Öncelikle belirtilmelidir ki harç yapıl...

 Öncelikle belirtilmelidir ki harç yapılan bir hizmet karşılığı olarak devletin aldığı paradır. Medeni usul hukukunda olduğu gibi icra hukukunda da harç ve giderler sonuçta haksız çıkan tarafa yükletilir.
 Kanunda aksine hüküm bulunmadıkça bütün harç ve masrafların borçluya ait olduğunu bunların neticede ayrıca hüküm ve takibe hacet kalmaksızın borçludan tahsil olunacağını öngörmektedir. Kanuna göre tahsil harcı alacağın ödenmesi sırasında yatırılan paradan tahsil edilir. İlgilisi tarafından ödenmeyen harçları diğer taraf ödeyebilir ve ödenen bu para sonuçta ayrıca bir isteğe gerek olmaksızın hükümde nazara alınır.
 Değinilen bu kanun hükümlerine göre tahsil harcının sorumlusu daima borçludur. Bu harcın icra dairesince alacağın ödenmesi sırasında yatırılan paradan tahsil edilmesi sorumlusunun borçlu olduğu yönündeki düzenleme bakımından sonuca etkili olmayıp borçlunun söz konusu sorumluluğunu ortadan kaldırmaz. Borçlunun borcu yatırılan paradan kesilerek ödenen tahsil harcı kadar devam edeceğinden alacaklının kesilen harç miktarı kadar takibe devam hakkı vardır. Yani alacaklı gerçekte borçlunun sorumluluğu altında bulunan ve ancak yatırılan paradan kesilen tahsil harcını borçludan alma hakkına sahiptir.
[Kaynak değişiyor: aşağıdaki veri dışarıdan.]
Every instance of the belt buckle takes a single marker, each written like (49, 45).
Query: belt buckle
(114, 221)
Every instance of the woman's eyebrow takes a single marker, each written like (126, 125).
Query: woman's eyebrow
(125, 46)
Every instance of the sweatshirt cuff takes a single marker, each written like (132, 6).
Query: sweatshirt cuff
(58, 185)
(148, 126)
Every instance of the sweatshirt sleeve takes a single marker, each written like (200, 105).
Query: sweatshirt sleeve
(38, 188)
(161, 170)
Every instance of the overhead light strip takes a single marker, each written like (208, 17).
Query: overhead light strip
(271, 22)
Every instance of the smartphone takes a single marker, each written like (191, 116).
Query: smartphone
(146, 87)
Zaten alacağın tamamı karşılanana kadar tahsilata devam edilir.
 Somut olayda alacaklı bankanın borçlu aleyhine yaptığı ipoteğin paraya çevrilmesi yolu ile icra takibinde tahsil harcının ve cezaevi harcının kesildiği görülmektedir. Yukarıda açıklanan kanun hükümleri karşısında icra müdürlüğünce dosyaya aktarılan bedel üzerinden tahsil harcı alınmasında yasaya uymayan bir yön yoktur.